Blaine holds up his hands, blushing, and then blushing more because he blushed in the first place, which leads to further embarassment and catalyzes this whole unproductive cycle of arterial flooding. "Defying stereotypes," he quips. "Apparently I'm good with that."
There's a pause, and then Kurt bursts out laughing. Blaine listens to it, the confetti-bright pop and crackle of his laughter like a streamer tossed behind him, and then he hears his own voice joining in. Kurt is exactly the type of person Blaine was half-terrified and half-envious of in his own closeted days, fiercely bright and beautiful and so unabashedly open that even his vulnerability seems, somehow, like an act of bravery. It's still startling to him that someone like this wants to be around milquetoast Blaine Anderson who has to craft his every phrase before he says it, whose mind blanks when a situation doesn't pan out like its silver-screen counterpart.
This is what he doesn't say: that he likes Rachel in part for the brief quick flashes in which she chatters over him and still manages to get exactly what he's saying, like Kurt does himself—and the way the expression that glazes her face when she says words like New York and Great White Way is identical to the expression that Kurt has right now, lighting up as he realizes it's Celine Dion on the radio. He launches into a flawless descant over That's the Way it Is and then Blaine goes completely silent, because when Kurt sings that's what happens, and he can tell himself it's just because he's so talented he lights the air around him on fire and you just can't breathe, can't take it in.
"Excuse me," says Kurt, and he's looking over at Blaine archly, waggling his eyebrows. "Don't even try to play disdainful song connoisseur in front of me, I know you know the lyrics. Come on, when you want it the most—"
"Mm, fine—there's no easy way out—"
When he sings it's easy to believe that someone like him is meant to be sitting in the passenger seat to someone like Kurt, that they can fit together and have that flawless and fabulous friendship Kurt hoped—and deserves—to find at Dalton. Blaine macarenas exaggeratedly at the sideview mirror while Kurt howls with helpless laughter, still managing to sound better than Ms. Dion herself, and when they pull into the Dalton parking lot they're both breathless and red-faced. The cold on his cheeks feels like the sharp tang of applause. Kurt's face is blotchy and his nose is red and he looks like winter, the best of it, what you think the entire season's going to be when you're a kid; looking at him Blaine keeps seeing hot chocolate and fireside rugs and that spine-tinglingly glorious sensation of absolute warmth, even though his hands are shoved so deep into his pockets he's probably worn holes in the bottoms and the smile on his face feels like a smashed icicle. Kurt's eyelashes are heartbreakingly thin and defined in the light slanting from the sophomore boys' dormitories.
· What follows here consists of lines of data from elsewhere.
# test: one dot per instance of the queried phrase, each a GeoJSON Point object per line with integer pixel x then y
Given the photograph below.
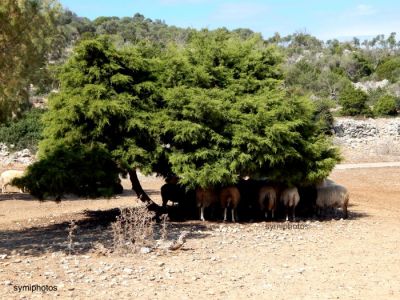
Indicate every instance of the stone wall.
{"type": "Point", "coordinates": [368, 140]}
{"type": "Point", "coordinates": [9, 158]}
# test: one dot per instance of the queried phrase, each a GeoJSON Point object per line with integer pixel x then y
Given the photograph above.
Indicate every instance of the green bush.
{"type": "Point", "coordinates": [80, 170]}
{"type": "Point", "coordinates": [354, 102]}
{"type": "Point", "coordinates": [24, 132]}
{"type": "Point", "coordinates": [323, 115]}
{"type": "Point", "coordinates": [386, 106]}
{"type": "Point", "coordinates": [390, 69]}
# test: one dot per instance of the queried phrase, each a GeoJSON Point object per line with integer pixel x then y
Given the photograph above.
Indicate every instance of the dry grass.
{"type": "Point", "coordinates": [133, 230]}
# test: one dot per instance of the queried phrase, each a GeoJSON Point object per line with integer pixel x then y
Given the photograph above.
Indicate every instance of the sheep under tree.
{"type": "Point", "coordinates": [230, 197]}
{"type": "Point", "coordinates": [267, 200]}
{"type": "Point", "coordinates": [205, 197]}
{"type": "Point", "coordinates": [7, 177]}
{"type": "Point", "coordinates": [332, 196]}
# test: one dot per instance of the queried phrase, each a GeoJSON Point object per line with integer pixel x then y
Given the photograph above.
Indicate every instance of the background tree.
{"type": "Point", "coordinates": [354, 102]}
{"type": "Point", "coordinates": [385, 106]}
{"type": "Point", "coordinates": [23, 50]}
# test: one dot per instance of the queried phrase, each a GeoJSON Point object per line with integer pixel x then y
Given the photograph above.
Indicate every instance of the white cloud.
{"type": "Point", "coordinates": [180, 2]}
{"type": "Point", "coordinates": [239, 12]}
{"type": "Point", "coordinates": [364, 10]}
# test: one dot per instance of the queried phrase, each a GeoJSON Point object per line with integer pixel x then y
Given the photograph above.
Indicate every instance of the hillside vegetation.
{"type": "Point", "coordinates": [210, 106]}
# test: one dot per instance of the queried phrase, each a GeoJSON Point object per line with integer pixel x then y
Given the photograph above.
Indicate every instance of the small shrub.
{"type": "Point", "coordinates": [354, 102]}
{"type": "Point", "coordinates": [24, 132]}
{"type": "Point", "coordinates": [386, 106]}
{"type": "Point", "coordinates": [323, 115]}
{"type": "Point", "coordinates": [390, 69]}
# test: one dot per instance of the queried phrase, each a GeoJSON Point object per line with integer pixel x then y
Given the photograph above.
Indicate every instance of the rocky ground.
{"type": "Point", "coordinates": [368, 140]}
{"type": "Point", "coordinates": [356, 258]}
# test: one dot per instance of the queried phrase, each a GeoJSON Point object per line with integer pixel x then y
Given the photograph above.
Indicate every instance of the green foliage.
{"type": "Point", "coordinates": [80, 170]}
{"type": "Point", "coordinates": [24, 132]}
{"type": "Point", "coordinates": [23, 50]}
{"type": "Point", "coordinates": [323, 115]}
{"type": "Point", "coordinates": [106, 97]}
{"type": "Point", "coordinates": [354, 102]}
{"type": "Point", "coordinates": [210, 112]}
{"type": "Point", "coordinates": [227, 116]}
{"type": "Point", "coordinates": [385, 106]}
{"type": "Point", "coordinates": [390, 69]}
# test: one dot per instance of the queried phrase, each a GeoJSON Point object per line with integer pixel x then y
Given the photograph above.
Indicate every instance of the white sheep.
{"type": "Point", "coordinates": [7, 176]}
{"type": "Point", "coordinates": [267, 200]}
{"type": "Point", "coordinates": [290, 198]}
{"type": "Point", "coordinates": [205, 198]}
{"type": "Point", "coordinates": [333, 196]}
{"type": "Point", "coordinates": [230, 197]}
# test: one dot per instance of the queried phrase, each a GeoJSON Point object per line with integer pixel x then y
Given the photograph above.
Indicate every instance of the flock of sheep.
{"type": "Point", "coordinates": [263, 198]}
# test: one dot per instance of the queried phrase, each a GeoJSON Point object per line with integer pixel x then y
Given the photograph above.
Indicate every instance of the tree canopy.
{"type": "Point", "coordinates": [210, 112]}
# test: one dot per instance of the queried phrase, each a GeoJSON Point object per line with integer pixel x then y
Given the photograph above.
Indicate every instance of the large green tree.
{"type": "Point", "coordinates": [227, 115]}
{"type": "Point", "coordinates": [210, 112]}
{"type": "Point", "coordinates": [107, 100]}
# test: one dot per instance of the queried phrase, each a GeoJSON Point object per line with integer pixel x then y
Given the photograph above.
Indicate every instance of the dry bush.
{"type": "Point", "coordinates": [387, 146]}
{"type": "Point", "coordinates": [133, 230]}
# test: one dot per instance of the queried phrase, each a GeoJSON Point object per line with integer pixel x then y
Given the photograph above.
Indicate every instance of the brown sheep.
{"type": "Point", "coordinates": [333, 196]}
{"type": "Point", "coordinates": [205, 198]}
{"type": "Point", "coordinates": [230, 197]}
{"type": "Point", "coordinates": [290, 198]}
{"type": "Point", "coordinates": [267, 200]}
{"type": "Point", "coordinates": [7, 176]}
"Well," he says, still simmering with the hum of residual laughter in his throat, "goodnight. I had a lovely time, your friends are—"
"Lovely?" There's that smile again—the slip of it—but Kurt catches it as if it's something falling and all is smooth and alert on his face again. Blaine wonders if he imagined the crack.
"I was going to say 'entertaining,' but—"
"Goodnight, Blaine," Kurt says, and then he turns to walk back towards their dorm, twirling the tassel of his leather driving glove like an invitation or a dismissal; Blaine can't make out which.
~X~
After the Valentine incident Kurt and Blaine had talked, sort of. All he really remembers of the conversation is the word ready, which had appeared and disappeared at random times surfacing in Kurt's voice more often than not. The important thing was that they'd done it and afterwards they'd smiled at each other and bickered good-naturedly over Colin Firth: Wet Shirt Wet Dream or Absolute Skeeze and sung at Breadsticks like the perfectly matched pair that they were. the hypothetical feelings, whatever theyhappened to be, were like physical objects in the room—like something he could walk in and touch—but nothing that hurt. He'd been proud of them then, their maturity. What he chooses to ignore is that it hadn't been easy at first: laying their cards out, even to one another, was mildly uncomfortable and afterwards his skin had prickled for hours, staticky under replayed phrases. The only thing that kept it simple was that it was Kurt. Somehow they'd gotten to the place where words like friend and best friend and boyfriend and mentor all seemed overrwrought and silly in the face of the fact that it was just Kurt, and with that the unease had dissipated.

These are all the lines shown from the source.